Старик был жутко расстроен. Наверное, даже больше, чем я. Тень моя тем временем уже стояла в дверях. Старик шумно вздохнул и замер. Он смотрел точно на тень. Вроде бы он её не видел. Но как только тень сделала шаг за порог, дверь резко и шумно закрылась. Это волнами пошло по дому. Мне стало страшно.
– Садитесь! – вдруг уверенным и звонким голосом сказал старик и как-то совсем иначе занял своё место. Поставил локти на стол, опёрся подбородком на руки и, чуть повернув голову, сверкнул тёмными глазами в меня.
– Нам подойдёт не любой человек, – сказал он. – Музею нужен человек особенный.
Я кивнул. Речь точно шла не обо мне. Я самый обычный человек. Во мне ничего особенного.
– Нам нужен человек, который будет здесь жить, – сказал старик. – Вы сможете?
Предыдущие две ночи я провёл на вокзале, потому что не знал в Москве никого.

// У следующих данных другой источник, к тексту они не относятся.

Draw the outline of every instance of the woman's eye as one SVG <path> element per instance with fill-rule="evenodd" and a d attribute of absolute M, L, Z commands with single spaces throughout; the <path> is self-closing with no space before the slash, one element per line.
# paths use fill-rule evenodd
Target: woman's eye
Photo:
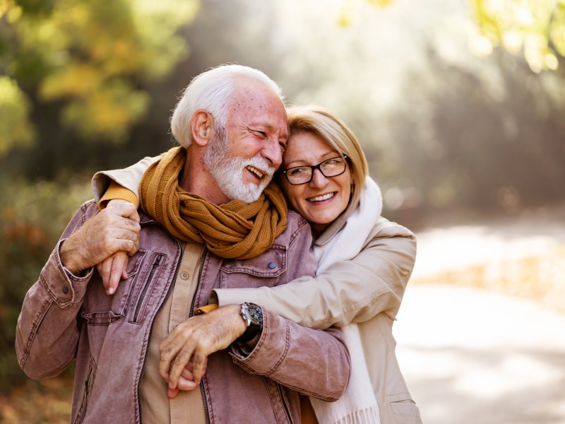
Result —
<path fill-rule="evenodd" d="M 307 172 L 307 169 L 308 168 L 292 168 L 292 170 L 290 170 L 287 173 L 289 175 L 301 175 Z"/>

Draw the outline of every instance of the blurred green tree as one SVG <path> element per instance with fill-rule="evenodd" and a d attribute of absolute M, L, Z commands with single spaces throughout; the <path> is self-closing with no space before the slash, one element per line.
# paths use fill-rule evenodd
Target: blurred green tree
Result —
<path fill-rule="evenodd" d="M 565 57 L 564 0 L 471 0 L 477 31 L 471 47 L 489 54 L 501 45 L 523 52 L 535 73 L 555 70 Z"/>
<path fill-rule="evenodd" d="M 81 139 L 124 141 L 148 109 L 146 85 L 187 56 L 176 33 L 198 4 L 0 0 L 0 154 L 33 141 L 30 105 L 56 108 Z"/>

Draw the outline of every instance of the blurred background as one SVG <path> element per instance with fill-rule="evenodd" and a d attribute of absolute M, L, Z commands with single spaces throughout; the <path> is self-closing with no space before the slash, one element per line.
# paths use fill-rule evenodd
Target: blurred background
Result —
<path fill-rule="evenodd" d="M 239 63 L 340 116 L 418 235 L 397 326 L 424 422 L 565 423 L 564 56 L 564 0 L 0 0 L 0 421 L 69 420 L 72 370 L 25 378 L 14 329 L 92 175 L 173 146 L 179 92 Z"/>

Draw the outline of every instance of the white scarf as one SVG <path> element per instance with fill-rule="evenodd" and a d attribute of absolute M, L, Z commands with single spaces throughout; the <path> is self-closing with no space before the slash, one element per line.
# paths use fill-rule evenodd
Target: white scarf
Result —
<path fill-rule="evenodd" d="M 347 218 L 345 228 L 323 246 L 314 246 L 314 254 L 318 259 L 317 273 L 335 262 L 354 258 L 362 250 L 381 215 L 382 206 L 381 190 L 367 176 L 359 207 Z M 342 330 L 351 358 L 351 375 L 345 392 L 335 402 L 310 398 L 318 422 L 320 424 L 380 424 L 379 405 L 369 378 L 359 326 L 350 323 Z"/>

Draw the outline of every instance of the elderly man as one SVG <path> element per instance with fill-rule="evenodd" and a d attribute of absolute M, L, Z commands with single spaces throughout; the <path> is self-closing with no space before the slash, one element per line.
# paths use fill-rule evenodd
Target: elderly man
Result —
<path fill-rule="evenodd" d="M 189 85 L 171 124 L 181 147 L 144 175 L 139 216 L 90 201 L 67 226 L 24 300 L 20 365 L 42 378 L 76 358 L 73 423 L 298 423 L 299 392 L 345 388 L 341 333 L 254 304 L 195 314 L 213 288 L 315 271 L 307 223 L 268 185 L 287 137 L 280 90 L 220 66 Z M 93 266 L 121 250 L 132 257 L 108 295 Z"/>

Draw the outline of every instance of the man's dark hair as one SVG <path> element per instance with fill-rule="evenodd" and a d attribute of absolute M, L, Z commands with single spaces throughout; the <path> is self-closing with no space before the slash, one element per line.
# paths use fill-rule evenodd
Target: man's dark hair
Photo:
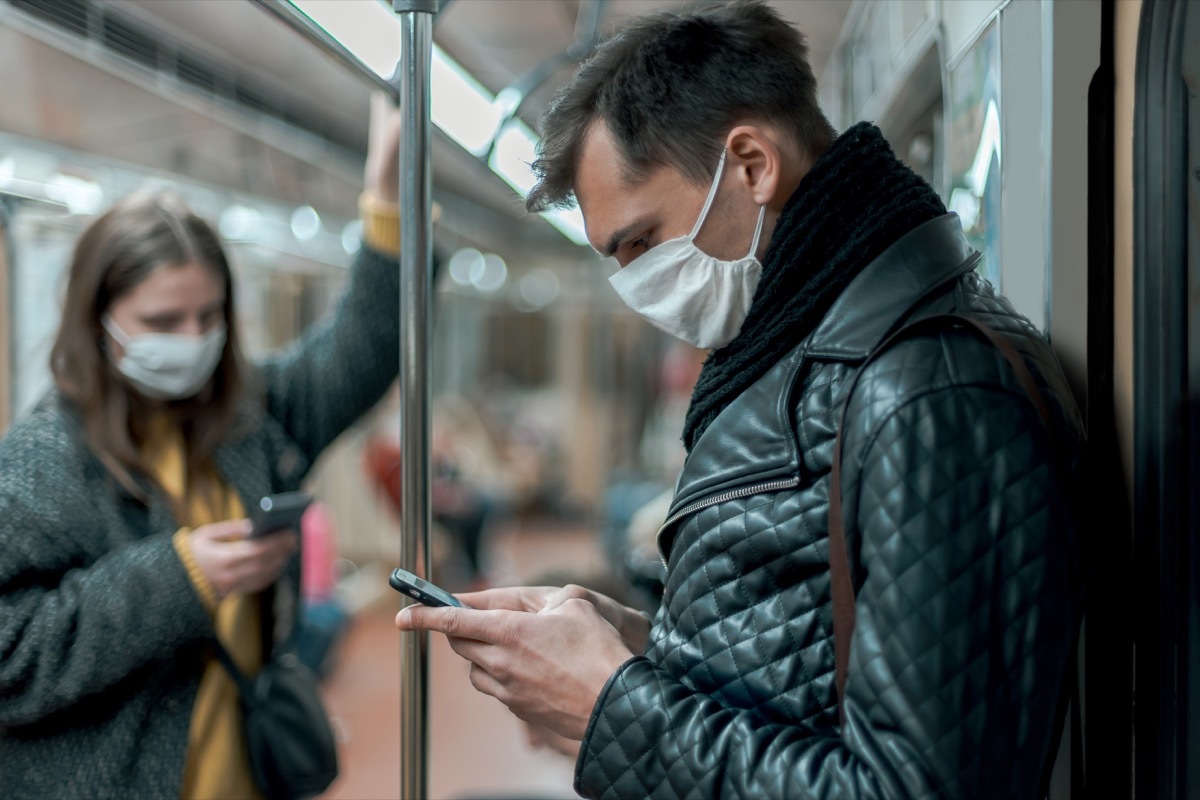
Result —
<path fill-rule="evenodd" d="M 784 126 L 818 156 L 834 130 L 817 104 L 804 36 L 763 0 L 634 20 L 580 66 L 541 120 L 529 211 L 574 203 L 580 151 L 602 119 L 631 182 L 658 167 L 708 182 L 739 119 Z"/>

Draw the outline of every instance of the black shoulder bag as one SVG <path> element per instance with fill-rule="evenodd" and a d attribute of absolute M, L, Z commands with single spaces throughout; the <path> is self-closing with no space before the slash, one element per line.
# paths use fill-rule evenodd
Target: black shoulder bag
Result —
<path fill-rule="evenodd" d="M 268 800 L 301 800 L 328 789 L 337 777 L 337 745 L 312 670 L 286 652 L 250 679 L 220 642 L 216 654 L 238 685 L 250 768 Z"/>

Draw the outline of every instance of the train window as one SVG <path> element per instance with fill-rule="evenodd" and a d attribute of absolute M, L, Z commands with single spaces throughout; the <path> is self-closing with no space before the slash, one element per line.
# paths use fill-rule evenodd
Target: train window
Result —
<path fill-rule="evenodd" d="M 980 272 L 998 289 L 1002 184 L 1000 32 L 995 20 L 952 66 L 947 115 L 947 206 L 959 215 L 967 240 L 983 253 Z"/>

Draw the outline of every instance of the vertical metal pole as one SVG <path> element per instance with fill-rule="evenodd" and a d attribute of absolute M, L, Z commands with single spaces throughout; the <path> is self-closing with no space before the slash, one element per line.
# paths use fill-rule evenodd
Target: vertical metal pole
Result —
<path fill-rule="evenodd" d="M 430 373 L 432 230 L 430 64 L 437 0 L 394 0 L 400 14 L 400 391 L 403 451 L 401 564 L 430 575 Z M 428 634 L 401 637 L 401 796 L 428 796 Z"/>

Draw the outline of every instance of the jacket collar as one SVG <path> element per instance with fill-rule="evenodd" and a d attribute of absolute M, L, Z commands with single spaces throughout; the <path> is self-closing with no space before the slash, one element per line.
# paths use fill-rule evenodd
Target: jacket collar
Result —
<path fill-rule="evenodd" d="M 979 263 L 955 213 L 913 228 L 851 281 L 816 330 L 733 401 L 696 441 L 676 483 L 670 517 L 730 491 L 798 474 L 787 389 L 809 359 L 859 361 L 923 297 Z M 660 541 L 664 554 L 670 539 Z"/>
<path fill-rule="evenodd" d="M 818 359 L 865 359 L 908 309 L 932 289 L 979 263 L 959 215 L 917 225 L 854 276 L 802 345 Z"/>

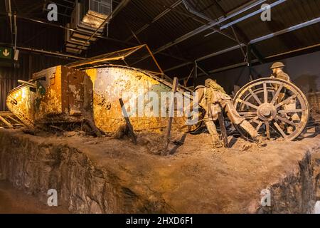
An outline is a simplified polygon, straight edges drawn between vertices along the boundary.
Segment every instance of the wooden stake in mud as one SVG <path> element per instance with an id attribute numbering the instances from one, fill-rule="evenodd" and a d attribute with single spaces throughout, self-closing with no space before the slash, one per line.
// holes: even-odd
<path id="1" fill-rule="evenodd" d="M 9 128 L 14 128 L 14 126 L 10 123 L 6 121 L 6 120 L 5 118 L 4 118 L 1 115 L 0 115 L 0 120 L 2 121 Z"/>
<path id="2" fill-rule="evenodd" d="M 218 112 L 218 119 L 219 120 L 220 128 L 221 129 L 221 135 L 223 136 L 223 141 L 225 147 L 229 147 L 229 142 L 228 142 L 227 129 L 225 125 L 225 118 L 223 118 L 223 110 Z"/>
<path id="3" fill-rule="evenodd" d="M 172 100 L 171 100 L 171 103 L 169 103 L 169 105 L 171 105 L 171 108 L 169 108 L 170 110 L 170 113 L 169 113 L 169 122 L 168 122 L 168 128 L 167 128 L 167 132 L 166 132 L 166 155 L 167 155 L 168 153 L 168 146 L 170 143 L 170 137 L 171 137 L 171 127 L 172 127 L 172 121 L 174 120 L 174 108 L 175 108 L 175 98 L 174 98 L 174 95 L 176 93 L 176 90 L 178 89 L 178 78 L 175 77 L 174 78 L 174 85 L 172 86 L 172 92 L 173 92 L 173 96 L 172 96 Z"/>
<path id="4" fill-rule="evenodd" d="M 127 113 L 126 108 L 124 108 L 124 104 L 122 98 L 119 99 L 120 102 L 121 109 L 122 110 L 122 114 L 124 117 L 124 120 L 126 120 L 127 127 L 129 130 L 129 136 L 132 138 L 132 142 L 134 145 L 137 145 L 137 136 L 134 134 L 134 129 L 132 125 L 130 123 L 130 120 L 129 119 L 128 113 Z"/>

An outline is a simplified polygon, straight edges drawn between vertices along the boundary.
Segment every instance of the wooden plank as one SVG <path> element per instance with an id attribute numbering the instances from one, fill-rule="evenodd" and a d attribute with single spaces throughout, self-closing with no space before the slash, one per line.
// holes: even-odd
<path id="1" fill-rule="evenodd" d="M 174 93 L 174 95 L 171 100 L 171 108 L 169 110 L 171 110 L 171 113 L 169 113 L 169 120 L 168 120 L 168 128 L 167 128 L 167 130 L 166 130 L 166 152 L 167 153 L 167 150 L 168 150 L 168 146 L 170 143 L 170 138 L 171 138 L 171 128 L 172 128 L 172 121 L 174 120 L 174 107 L 175 107 L 175 99 L 174 99 L 174 94 L 176 93 L 176 90 L 178 89 L 178 78 L 175 77 L 174 78 L 174 85 L 172 86 L 172 92 Z M 170 104 L 169 104 L 170 105 Z"/>
<path id="2" fill-rule="evenodd" d="M 119 101 L 120 102 L 120 106 L 121 106 L 121 109 L 122 110 L 122 114 L 123 114 L 123 116 L 124 117 L 124 120 L 126 120 L 127 127 L 128 128 L 128 130 L 129 130 L 129 133 L 130 135 L 129 136 L 132 138 L 133 143 L 134 145 L 137 145 L 137 136 L 134 134 L 134 131 L 132 125 L 131 124 L 130 120 L 129 119 L 128 113 L 127 113 L 127 110 L 124 108 L 124 103 L 123 103 L 123 100 L 122 98 L 119 98 Z"/>
<path id="3" fill-rule="evenodd" d="M 225 118 L 222 110 L 218 113 L 218 119 L 219 120 L 220 128 L 221 129 L 221 135 L 223 136 L 223 141 L 225 147 L 229 147 L 229 142 L 228 142 L 228 133 L 225 128 Z"/>

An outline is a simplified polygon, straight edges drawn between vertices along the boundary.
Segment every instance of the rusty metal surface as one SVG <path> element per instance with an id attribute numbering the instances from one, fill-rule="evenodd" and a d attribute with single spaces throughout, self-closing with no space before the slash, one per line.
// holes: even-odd
<path id="1" fill-rule="evenodd" d="M 93 114 L 97 127 L 105 133 L 117 131 L 125 124 L 119 99 L 122 98 L 127 110 L 133 108 L 132 100 L 141 95 L 155 92 L 170 92 L 171 88 L 153 78 L 154 76 L 139 69 L 121 66 L 109 66 L 102 68 L 86 70 L 93 83 Z M 181 91 L 180 90 L 180 91 Z M 145 96 L 144 103 L 149 100 Z M 167 125 L 168 118 L 154 117 L 146 110 L 143 116 L 130 117 L 135 131 L 160 131 Z M 174 119 L 174 129 L 186 128 L 182 118 Z"/>
<path id="2" fill-rule="evenodd" d="M 299 88 L 279 78 L 250 82 L 237 93 L 233 103 L 240 115 L 268 138 L 294 140 L 306 126 L 310 113 Z"/>
<path id="3" fill-rule="evenodd" d="M 33 88 L 22 85 L 11 90 L 9 109 L 29 128 L 36 124 L 82 121 L 92 113 L 92 83 L 84 72 L 64 66 L 33 75 Z"/>

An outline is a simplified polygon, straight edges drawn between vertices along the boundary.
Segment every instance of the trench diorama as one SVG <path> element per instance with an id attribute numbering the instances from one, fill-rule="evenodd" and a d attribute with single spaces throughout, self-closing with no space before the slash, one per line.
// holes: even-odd
<path id="1" fill-rule="evenodd" d="M 134 54 L 141 51 L 144 53 L 140 61 L 149 58 L 154 66 L 151 69 L 132 66 L 132 63 L 139 62 Z M 157 133 L 168 139 L 171 131 L 194 133 L 205 125 L 206 115 L 201 106 L 196 113 L 198 120 L 191 125 L 188 122 L 194 116 L 169 116 L 170 102 L 165 104 L 166 117 L 153 115 L 154 110 L 146 107 L 142 115 L 127 115 L 132 108 L 131 101 L 149 92 L 159 96 L 164 92 L 176 93 L 196 103 L 193 91 L 179 85 L 176 78 L 174 82 L 169 79 L 146 45 L 55 66 L 20 83 L 9 94 L 6 104 L 16 118 L 32 130 L 80 129 L 102 136 L 124 126 L 134 141 L 134 133 L 139 131 Z M 150 98 L 143 97 L 147 105 Z M 174 112 L 177 113 L 174 100 Z M 277 78 L 250 82 L 233 95 L 228 105 L 264 140 L 296 139 L 305 129 L 309 115 L 308 101 L 299 88 Z M 225 147 L 228 146 L 225 139 L 233 130 L 250 138 L 241 125 L 233 125 L 229 115 L 224 115 L 224 108 L 217 112 L 220 140 L 225 140 Z"/>

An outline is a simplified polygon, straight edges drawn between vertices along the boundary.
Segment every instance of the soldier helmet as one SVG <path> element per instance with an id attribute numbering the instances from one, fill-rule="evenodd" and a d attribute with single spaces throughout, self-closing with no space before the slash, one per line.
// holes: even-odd
<path id="1" fill-rule="evenodd" d="M 284 64 L 283 64 L 282 62 L 277 62 L 272 64 L 272 66 L 271 66 L 271 69 L 279 68 L 284 66 Z"/>

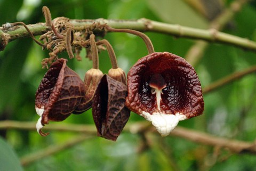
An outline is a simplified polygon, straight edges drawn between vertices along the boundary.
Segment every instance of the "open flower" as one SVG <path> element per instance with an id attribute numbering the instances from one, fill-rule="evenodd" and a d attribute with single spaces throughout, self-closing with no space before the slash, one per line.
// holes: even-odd
<path id="1" fill-rule="evenodd" d="M 167 136 L 179 121 L 202 114 L 200 81 L 192 66 L 169 52 L 142 58 L 127 74 L 126 106 Z"/>
<path id="2" fill-rule="evenodd" d="M 66 63 L 64 59 L 52 63 L 36 93 L 35 109 L 40 116 L 36 129 L 42 136 L 48 135 L 41 131 L 45 124 L 67 118 L 85 93 L 83 81 Z"/>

Мне казалось, что две тысячи триста семнадцать рублей, которые я накопил для поездки в Москву, достаточная сумма «на первое время». Мне казалось, что найти работу в Москве проще простого. А самое главное, что мне казалось, что зарплату выдадут сразу, как только устроишься, а не через две недели или месяц. Оказалось, что я ничего не знаю об этой жизни. В Москве, о которой рассказывали в нашей деревне как о земном рае, я не мог ничего.
– Смогу, – уверенно кивнул я.
– Ваши родные, близкие и друзья не должны знать, что вы здесь работаете.
Я никому не сказал, что уехал в Москву. Билета у меня не было, я просто сел на одну электричку, потом на другую, потом рассказал слёзную (придуманную заранее) историю, потом шёл пешком, потом залез в какой-то автобус. Словом, я сам не очень понимал, как я здесь оказался.